Quite a list even if it is a superficial one. But if you are worried about the way many aspects of human existence are being quantified by big data and complex, predictive algorithms, then MESH Cities is probably not one of your favourite sites. We’ve discussed that some governments may well lose track of the principles of democracy when they can suddenly get access to a trove of personal information only imagined by East Berlin’s notorious Stasis.

Our belief is that the ultimate benefits to society that smart systems bring will triumph. Invasive behaviour by governments will fall off when they and the public they represent learn that data insecurity is a two way street. After all, people will be just as empowered as governments by these new technologies, and as Canada’s Pierre Trudeau rightly said: “The state has no business in the bedrooms of the nation.” If he were alive he might add that states have no business reading people’s email, especially since a myriad of laws going back to the Magna Carta frown on such behaviour.

So let’s move on to the positive benefits these technologies bring. di Paolantonio is right when he points out that companies adopting these systems may just save the planet while doing what they do best—making money. If we can get over the 1% – 99% thing and fine-tune the way our free markets work, then the IoT and M2M could well make the 20th Century’s massive build-out of transit and water management systems seem like small potatoes.

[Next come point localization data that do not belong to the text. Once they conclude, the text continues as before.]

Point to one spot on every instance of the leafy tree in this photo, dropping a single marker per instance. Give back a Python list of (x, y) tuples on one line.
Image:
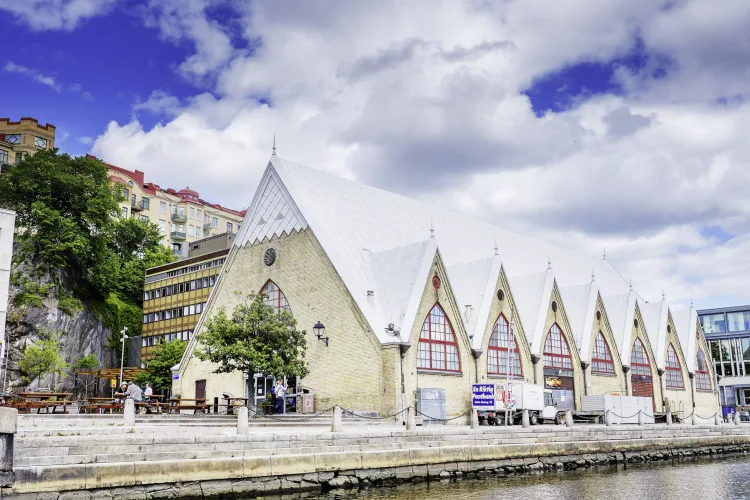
[(42, 358), (256, 339), (159, 370)]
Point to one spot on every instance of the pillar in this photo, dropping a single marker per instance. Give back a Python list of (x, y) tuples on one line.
[(411, 419), (129, 413), (8, 428), (242, 419), (336, 425)]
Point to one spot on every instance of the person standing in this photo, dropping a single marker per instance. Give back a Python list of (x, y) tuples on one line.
[(280, 392)]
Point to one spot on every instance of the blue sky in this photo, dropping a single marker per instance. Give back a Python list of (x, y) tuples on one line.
[(622, 125)]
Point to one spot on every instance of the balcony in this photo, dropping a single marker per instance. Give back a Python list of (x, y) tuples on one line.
[(179, 216)]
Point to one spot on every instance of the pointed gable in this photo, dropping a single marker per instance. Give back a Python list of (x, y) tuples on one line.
[(580, 307)]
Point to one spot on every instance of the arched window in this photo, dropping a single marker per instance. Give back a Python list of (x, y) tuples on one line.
[(556, 350), (438, 349), (601, 360), (639, 364), (497, 350), (274, 297), (702, 378), (673, 370)]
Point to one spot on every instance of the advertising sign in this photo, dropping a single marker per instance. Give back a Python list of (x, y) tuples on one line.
[(483, 396)]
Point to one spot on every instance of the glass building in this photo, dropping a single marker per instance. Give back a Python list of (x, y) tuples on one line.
[(727, 331)]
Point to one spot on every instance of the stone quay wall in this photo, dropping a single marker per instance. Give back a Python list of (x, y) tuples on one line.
[(271, 474)]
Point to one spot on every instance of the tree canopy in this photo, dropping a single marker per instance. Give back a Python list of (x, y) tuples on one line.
[(73, 234), (256, 339)]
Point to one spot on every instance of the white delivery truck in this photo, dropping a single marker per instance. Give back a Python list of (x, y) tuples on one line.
[(495, 402)]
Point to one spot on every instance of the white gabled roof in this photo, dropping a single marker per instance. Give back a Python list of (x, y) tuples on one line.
[(620, 310), (686, 324), (655, 317), (348, 218), (580, 306)]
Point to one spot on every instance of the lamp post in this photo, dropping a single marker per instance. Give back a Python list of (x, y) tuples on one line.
[(123, 338)]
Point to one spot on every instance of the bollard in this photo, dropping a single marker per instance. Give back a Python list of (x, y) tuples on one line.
[(8, 428), (336, 419), (474, 419), (411, 419), (242, 421), (129, 413), (568, 418)]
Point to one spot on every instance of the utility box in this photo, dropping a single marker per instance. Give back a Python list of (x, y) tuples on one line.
[(431, 405)]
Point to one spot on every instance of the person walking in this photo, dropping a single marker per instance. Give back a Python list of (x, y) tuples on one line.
[(280, 392)]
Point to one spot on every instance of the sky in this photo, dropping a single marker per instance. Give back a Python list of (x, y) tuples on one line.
[(620, 127)]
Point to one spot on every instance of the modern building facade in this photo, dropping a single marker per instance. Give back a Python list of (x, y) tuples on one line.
[(175, 294), (7, 226), (727, 331), (182, 216), (21, 138), (413, 297)]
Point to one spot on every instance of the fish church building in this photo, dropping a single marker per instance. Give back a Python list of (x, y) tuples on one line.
[(413, 296)]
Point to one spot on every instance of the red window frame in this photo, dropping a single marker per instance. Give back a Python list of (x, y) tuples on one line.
[(702, 375), (601, 358), (274, 297), (673, 370), (639, 363), (437, 324), (496, 348), (557, 350)]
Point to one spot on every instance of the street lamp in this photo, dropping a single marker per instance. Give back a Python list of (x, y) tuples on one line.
[(319, 330), (123, 338)]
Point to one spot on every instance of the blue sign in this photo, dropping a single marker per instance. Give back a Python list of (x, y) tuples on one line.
[(483, 396)]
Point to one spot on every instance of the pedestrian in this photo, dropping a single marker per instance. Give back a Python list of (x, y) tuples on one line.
[(280, 392)]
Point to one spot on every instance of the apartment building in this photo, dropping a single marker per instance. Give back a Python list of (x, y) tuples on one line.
[(175, 294), (21, 138), (183, 216)]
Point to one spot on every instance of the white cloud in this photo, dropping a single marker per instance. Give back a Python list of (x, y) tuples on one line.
[(34, 74), (426, 98), (55, 14)]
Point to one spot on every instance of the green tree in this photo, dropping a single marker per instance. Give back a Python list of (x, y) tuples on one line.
[(256, 339), (42, 358), (159, 370)]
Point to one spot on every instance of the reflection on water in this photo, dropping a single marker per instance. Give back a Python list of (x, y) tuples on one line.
[(715, 479)]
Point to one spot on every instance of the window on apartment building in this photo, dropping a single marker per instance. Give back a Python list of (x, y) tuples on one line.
[(673, 370), (438, 349), (501, 341), (601, 360)]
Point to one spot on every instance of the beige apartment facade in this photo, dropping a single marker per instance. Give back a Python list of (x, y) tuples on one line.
[(23, 137), (183, 217)]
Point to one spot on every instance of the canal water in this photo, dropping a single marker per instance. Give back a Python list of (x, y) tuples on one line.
[(716, 479)]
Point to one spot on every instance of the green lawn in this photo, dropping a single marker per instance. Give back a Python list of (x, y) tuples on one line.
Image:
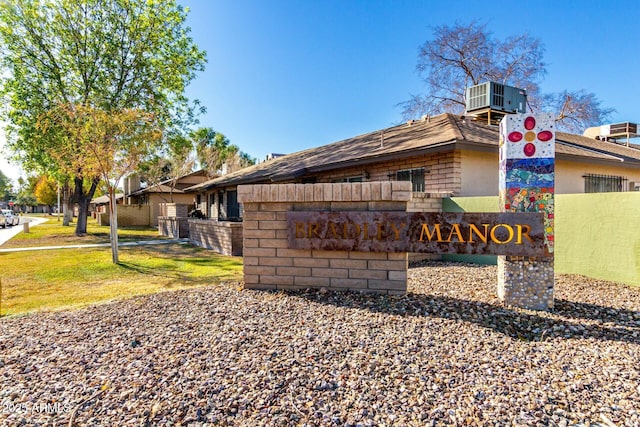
[(70, 278), (54, 233)]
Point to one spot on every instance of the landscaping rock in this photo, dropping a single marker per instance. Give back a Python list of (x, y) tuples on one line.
[(447, 353)]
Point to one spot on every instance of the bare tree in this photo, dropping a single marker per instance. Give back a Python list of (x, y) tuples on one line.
[(576, 111), (465, 55), (461, 55)]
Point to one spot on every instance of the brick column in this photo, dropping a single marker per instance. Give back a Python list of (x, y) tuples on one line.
[(527, 169), (270, 264)]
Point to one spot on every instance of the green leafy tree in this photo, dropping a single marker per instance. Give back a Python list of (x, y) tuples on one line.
[(110, 55), (214, 150), (46, 191), (110, 144), (462, 55), (6, 187), (26, 197), (168, 165)]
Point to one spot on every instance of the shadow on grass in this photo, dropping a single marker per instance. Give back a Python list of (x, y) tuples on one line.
[(525, 325)]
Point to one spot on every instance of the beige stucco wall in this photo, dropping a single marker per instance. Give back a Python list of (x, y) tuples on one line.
[(155, 199), (479, 173), (569, 175)]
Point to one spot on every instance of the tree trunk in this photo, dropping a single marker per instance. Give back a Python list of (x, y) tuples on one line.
[(66, 196), (83, 201), (113, 224)]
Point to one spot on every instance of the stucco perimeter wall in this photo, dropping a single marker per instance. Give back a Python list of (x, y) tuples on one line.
[(128, 216), (596, 234), (270, 264)]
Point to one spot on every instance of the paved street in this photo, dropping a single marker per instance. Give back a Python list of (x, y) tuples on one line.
[(9, 232)]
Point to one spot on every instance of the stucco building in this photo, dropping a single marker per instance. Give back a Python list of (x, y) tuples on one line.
[(448, 154)]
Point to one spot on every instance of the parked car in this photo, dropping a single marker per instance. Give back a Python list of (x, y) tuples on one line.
[(10, 217)]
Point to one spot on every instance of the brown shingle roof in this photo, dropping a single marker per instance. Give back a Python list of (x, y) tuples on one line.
[(443, 132)]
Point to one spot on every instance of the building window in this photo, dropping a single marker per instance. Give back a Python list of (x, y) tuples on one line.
[(416, 176), (604, 183), (349, 179)]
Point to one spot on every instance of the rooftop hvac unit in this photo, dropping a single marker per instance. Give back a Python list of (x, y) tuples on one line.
[(619, 129), (496, 96)]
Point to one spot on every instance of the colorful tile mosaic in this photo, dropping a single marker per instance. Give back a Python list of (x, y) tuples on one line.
[(524, 136), (527, 183), (527, 166)]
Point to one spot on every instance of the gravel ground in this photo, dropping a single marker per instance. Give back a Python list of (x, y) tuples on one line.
[(445, 354)]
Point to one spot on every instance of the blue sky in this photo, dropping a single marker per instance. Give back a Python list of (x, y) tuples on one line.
[(285, 75)]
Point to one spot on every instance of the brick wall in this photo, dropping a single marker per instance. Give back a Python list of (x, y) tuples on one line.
[(174, 227), (270, 264)]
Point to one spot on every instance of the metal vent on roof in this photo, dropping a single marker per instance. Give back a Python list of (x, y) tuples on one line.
[(496, 96)]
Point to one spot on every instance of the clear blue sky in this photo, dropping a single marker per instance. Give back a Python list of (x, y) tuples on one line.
[(285, 75)]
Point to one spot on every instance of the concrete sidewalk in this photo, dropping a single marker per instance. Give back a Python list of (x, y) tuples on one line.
[(8, 233), (98, 245)]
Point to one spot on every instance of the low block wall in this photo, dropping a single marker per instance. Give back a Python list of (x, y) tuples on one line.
[(270, 264), (221, 236), (128, 216), (174, 227)]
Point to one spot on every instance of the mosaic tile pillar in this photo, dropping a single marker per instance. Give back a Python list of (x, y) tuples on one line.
[(527, 180)]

Don’t forget, life is about people, not machines. And like John Lennon said, “Life is what happens to you while you’re busy making other plans.” In our experience people everywhere move towards the things that give them pleasure and the security they need to enjoy life, build families, and generally just get on with things.

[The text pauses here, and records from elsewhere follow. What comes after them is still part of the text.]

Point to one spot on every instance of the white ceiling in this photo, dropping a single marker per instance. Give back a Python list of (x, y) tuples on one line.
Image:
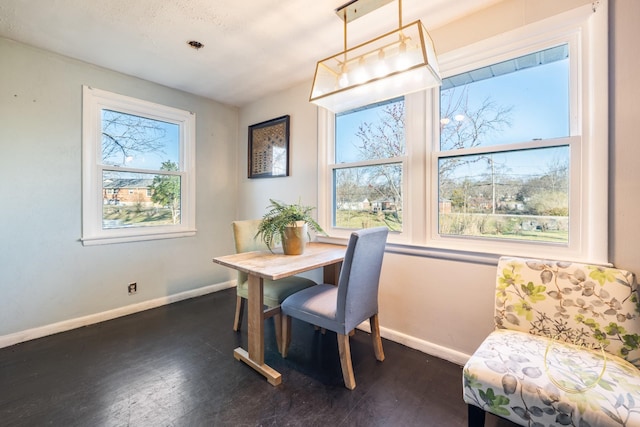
[(251, 47)]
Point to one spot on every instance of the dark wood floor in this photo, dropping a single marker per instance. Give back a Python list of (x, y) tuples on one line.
[(174, 366)]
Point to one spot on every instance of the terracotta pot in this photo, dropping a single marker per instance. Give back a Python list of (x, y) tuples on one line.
[(294, 239)]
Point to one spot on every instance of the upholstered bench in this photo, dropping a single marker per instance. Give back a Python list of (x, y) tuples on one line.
[(565, 351)]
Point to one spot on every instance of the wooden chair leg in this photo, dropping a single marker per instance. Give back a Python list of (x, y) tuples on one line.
[(286, 335), (345, 361), (476, 416), (375, 337), (237, 322)]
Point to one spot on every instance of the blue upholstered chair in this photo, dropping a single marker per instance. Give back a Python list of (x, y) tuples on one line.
[(244, 233), (341, 308)]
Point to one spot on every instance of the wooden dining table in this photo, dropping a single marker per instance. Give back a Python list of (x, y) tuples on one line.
[(260, 265)]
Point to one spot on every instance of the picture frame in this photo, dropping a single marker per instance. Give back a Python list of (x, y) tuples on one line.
[(268, 155)]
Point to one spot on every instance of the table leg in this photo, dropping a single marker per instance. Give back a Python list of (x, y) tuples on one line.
[(255, 333)]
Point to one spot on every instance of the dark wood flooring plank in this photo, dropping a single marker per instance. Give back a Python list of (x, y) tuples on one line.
[(174, 366)]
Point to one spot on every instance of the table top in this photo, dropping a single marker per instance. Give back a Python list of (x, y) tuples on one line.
[(276, 265)]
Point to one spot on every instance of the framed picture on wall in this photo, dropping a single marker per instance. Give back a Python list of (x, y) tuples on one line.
[(269, 148)]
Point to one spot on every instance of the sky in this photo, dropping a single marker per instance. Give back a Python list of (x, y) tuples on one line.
[(538, 96)]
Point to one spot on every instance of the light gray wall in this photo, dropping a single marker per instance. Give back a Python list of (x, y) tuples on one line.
[(46, 275)]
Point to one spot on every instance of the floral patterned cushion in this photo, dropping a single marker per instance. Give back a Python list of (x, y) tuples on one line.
[(537, 381), (578, 303), (566, 349)]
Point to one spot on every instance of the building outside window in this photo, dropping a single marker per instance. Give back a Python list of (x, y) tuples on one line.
[(138, 169)]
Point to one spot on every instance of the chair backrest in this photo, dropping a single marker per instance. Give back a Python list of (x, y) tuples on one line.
[(360, 276), (579, 303), (244, 235)]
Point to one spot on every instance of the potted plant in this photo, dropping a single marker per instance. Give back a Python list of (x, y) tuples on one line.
[(289, 224)]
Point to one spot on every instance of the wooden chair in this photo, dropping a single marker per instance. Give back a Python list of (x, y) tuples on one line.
[(244, 233), (341, 308)]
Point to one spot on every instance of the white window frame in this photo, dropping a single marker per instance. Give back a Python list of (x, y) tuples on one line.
[(93, 102), (586, 32)]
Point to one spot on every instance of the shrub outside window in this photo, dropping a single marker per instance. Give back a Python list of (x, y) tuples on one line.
[(520, 192), (138, 169), (368, 169), (509, 156)]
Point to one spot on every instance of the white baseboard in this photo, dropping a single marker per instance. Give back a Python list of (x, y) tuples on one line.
[(54, 328), (436, 350), (66, 325)]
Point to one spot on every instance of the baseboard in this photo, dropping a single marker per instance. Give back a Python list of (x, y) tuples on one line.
[(436, 350), (54, 328)]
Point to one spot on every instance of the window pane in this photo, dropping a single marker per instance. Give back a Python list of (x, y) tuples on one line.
[(373, 132), (138, 142), (140, 200), (368, 196), (520, 195), (523, 99)]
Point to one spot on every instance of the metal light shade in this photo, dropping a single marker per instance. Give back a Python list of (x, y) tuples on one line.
[(394, 64)]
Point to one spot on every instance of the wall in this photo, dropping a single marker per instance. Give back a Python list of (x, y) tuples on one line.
[(445, 307), (624, 110), (46, 275)]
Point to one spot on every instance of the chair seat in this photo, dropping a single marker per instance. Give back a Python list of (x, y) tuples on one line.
[(276, 292), (537, 381), (316, 305)]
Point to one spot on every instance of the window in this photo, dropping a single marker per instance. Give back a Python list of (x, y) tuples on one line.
[(504, 155), (368, 167), (138, 169), (509, 156)]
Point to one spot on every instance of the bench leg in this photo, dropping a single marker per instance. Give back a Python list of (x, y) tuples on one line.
[(476, 416)]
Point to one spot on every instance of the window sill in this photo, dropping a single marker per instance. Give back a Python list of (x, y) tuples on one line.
[(107, 240), (425, 252)]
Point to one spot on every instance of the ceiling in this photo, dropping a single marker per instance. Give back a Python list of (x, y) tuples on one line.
[(252, 48)]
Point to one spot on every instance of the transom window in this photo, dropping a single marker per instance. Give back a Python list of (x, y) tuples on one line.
[(138, 169)]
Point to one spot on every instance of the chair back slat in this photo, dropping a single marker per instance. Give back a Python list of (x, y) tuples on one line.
[(360, 276)]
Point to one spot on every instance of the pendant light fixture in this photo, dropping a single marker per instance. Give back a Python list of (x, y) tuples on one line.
[(393, 64)]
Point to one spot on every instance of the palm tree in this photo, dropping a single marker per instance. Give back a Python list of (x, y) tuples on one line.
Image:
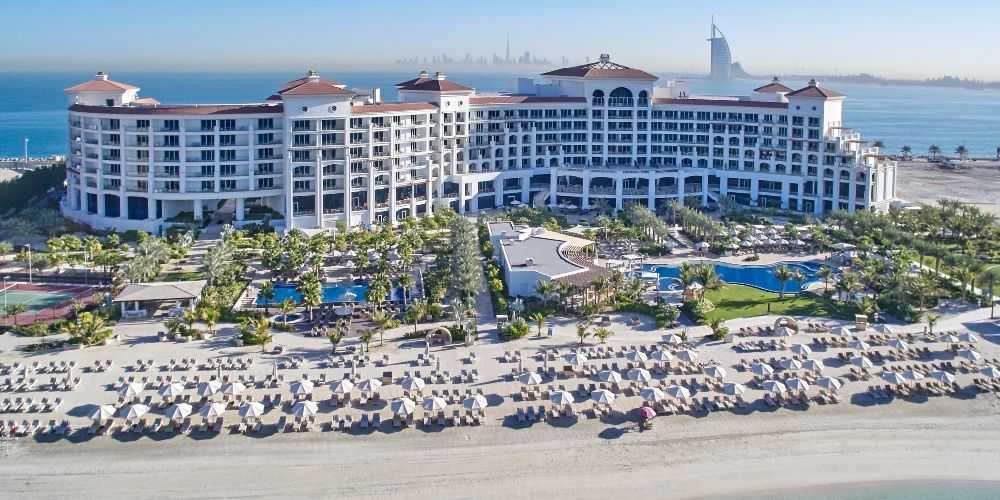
[(539, 319), (582, 331), (826, 274), (783, 274), (603, 333), (286, 307), (382, 321), (932, 320), (417, 310), (267, 293)]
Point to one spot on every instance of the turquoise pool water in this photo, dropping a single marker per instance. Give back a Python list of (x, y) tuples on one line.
[(756, 276), (331, 293)]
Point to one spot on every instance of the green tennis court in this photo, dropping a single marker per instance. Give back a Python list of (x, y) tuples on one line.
[(36, 301)]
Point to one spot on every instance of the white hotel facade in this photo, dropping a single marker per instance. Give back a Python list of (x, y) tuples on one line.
[(601, 134)]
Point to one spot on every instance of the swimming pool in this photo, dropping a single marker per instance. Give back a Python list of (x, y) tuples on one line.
[(331, 293), (756, 276)]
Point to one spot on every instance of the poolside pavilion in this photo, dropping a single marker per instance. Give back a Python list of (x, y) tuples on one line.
[(140, 300)]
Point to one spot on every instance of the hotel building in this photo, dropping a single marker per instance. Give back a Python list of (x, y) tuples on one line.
[(596, 135)]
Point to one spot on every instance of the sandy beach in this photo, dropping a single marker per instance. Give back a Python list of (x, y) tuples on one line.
[(973, 182), (685, 457)]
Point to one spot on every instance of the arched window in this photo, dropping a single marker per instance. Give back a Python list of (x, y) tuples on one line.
[(620, 96), (598, 98)]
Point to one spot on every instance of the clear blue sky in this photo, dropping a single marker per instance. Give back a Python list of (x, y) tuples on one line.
[(913, 38)]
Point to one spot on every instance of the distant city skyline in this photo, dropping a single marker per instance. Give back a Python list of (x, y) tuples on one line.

Doing just that is what a well thought out IoT and M2M infrastructure will enable.

Take a look at the above chart. One segment, the “Smart Planet” component, bundles together a trove of functions with the goal of making life better. Who can argue with drinking clean water,  breathing fresh air, and getting around by effective transit? No one I know. Sure, a lot of people may argue about how to do it, but few want to be sucking gas fumes while drinking poisoned water as they wait for a two hour traffic jam to clear up.

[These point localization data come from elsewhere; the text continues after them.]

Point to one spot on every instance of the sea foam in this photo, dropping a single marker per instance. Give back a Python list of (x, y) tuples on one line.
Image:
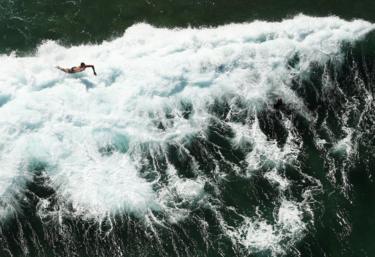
[(67, 123)]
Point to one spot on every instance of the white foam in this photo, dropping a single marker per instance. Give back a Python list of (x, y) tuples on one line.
[(141, 76), (259, 235)]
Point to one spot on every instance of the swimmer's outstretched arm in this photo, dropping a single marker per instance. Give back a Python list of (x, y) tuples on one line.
[(93, 68), (62, 69)]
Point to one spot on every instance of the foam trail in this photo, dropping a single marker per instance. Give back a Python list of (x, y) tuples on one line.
[(87, 131)]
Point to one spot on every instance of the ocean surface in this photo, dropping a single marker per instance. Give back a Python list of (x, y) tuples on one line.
[(213, 128)]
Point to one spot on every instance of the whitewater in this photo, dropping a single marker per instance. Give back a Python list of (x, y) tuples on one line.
[(107, 145)]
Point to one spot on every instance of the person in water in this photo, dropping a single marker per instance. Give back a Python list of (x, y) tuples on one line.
[(76, 69)]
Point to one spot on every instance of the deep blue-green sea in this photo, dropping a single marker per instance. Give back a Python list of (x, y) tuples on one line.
[(212, 128)]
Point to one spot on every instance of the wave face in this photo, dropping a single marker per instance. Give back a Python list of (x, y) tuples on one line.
[(241, 140)]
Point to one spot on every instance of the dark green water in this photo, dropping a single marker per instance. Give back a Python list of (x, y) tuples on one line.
[(334, 190), (24, 24)]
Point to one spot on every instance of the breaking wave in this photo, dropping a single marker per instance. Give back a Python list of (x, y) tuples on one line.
[(203, 128)]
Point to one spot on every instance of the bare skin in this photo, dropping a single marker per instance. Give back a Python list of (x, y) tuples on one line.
[(77, 69)]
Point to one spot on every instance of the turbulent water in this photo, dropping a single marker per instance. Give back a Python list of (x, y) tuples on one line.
[(251, 139)]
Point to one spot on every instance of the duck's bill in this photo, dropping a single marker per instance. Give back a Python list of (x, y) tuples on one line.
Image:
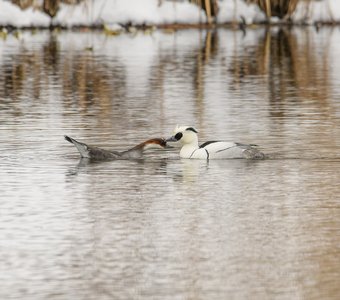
[(171, 139)]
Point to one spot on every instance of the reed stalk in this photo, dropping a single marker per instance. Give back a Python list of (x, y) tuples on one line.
[(276, 8)]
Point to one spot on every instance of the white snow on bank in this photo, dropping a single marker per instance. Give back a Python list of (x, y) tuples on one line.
[(94, 12)]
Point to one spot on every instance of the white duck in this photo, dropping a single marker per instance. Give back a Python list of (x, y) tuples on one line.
[(187, 136), (96, 153)]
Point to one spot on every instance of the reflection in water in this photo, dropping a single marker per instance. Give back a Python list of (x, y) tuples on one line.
[(163, 227)]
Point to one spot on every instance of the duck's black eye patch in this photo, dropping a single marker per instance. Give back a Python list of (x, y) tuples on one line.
[(191, 129), (178, 136)]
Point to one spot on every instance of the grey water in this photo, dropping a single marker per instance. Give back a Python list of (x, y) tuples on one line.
[(164, 227)]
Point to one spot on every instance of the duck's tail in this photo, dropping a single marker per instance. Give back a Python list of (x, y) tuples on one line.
[(82, 148)]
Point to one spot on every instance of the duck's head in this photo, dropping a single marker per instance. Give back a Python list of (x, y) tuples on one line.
[(184, 134), (154, 144)]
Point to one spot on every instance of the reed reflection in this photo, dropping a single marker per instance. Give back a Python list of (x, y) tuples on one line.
[(286, 63)]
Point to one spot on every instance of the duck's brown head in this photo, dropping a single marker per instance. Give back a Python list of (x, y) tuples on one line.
[(154, 143)]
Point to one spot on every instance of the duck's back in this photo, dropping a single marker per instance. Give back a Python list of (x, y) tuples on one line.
[(226, 150)]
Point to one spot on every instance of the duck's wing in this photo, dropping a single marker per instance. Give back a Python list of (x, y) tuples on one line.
[(133, 153), (217, 146), (91, 152)]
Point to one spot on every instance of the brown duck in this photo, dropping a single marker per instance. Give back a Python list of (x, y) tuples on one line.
[(96, 153)]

A traffic jam in China was 60 kilometers and nine days long

We are at a tipping point. Intelligent systems along with mass production are propelling us to what can only be described as an end game of technological advancement: Building sustainable, livable cities for a population now threatening the globe’s ability to maintain it. We can manage that transition if we continue to use technology as a tool of empowerment for people. We can also build a safe, clean economy that will eclipse anything previous civilizations managed.

We know the answer. We just have to be sure it is distributed to the people who need it.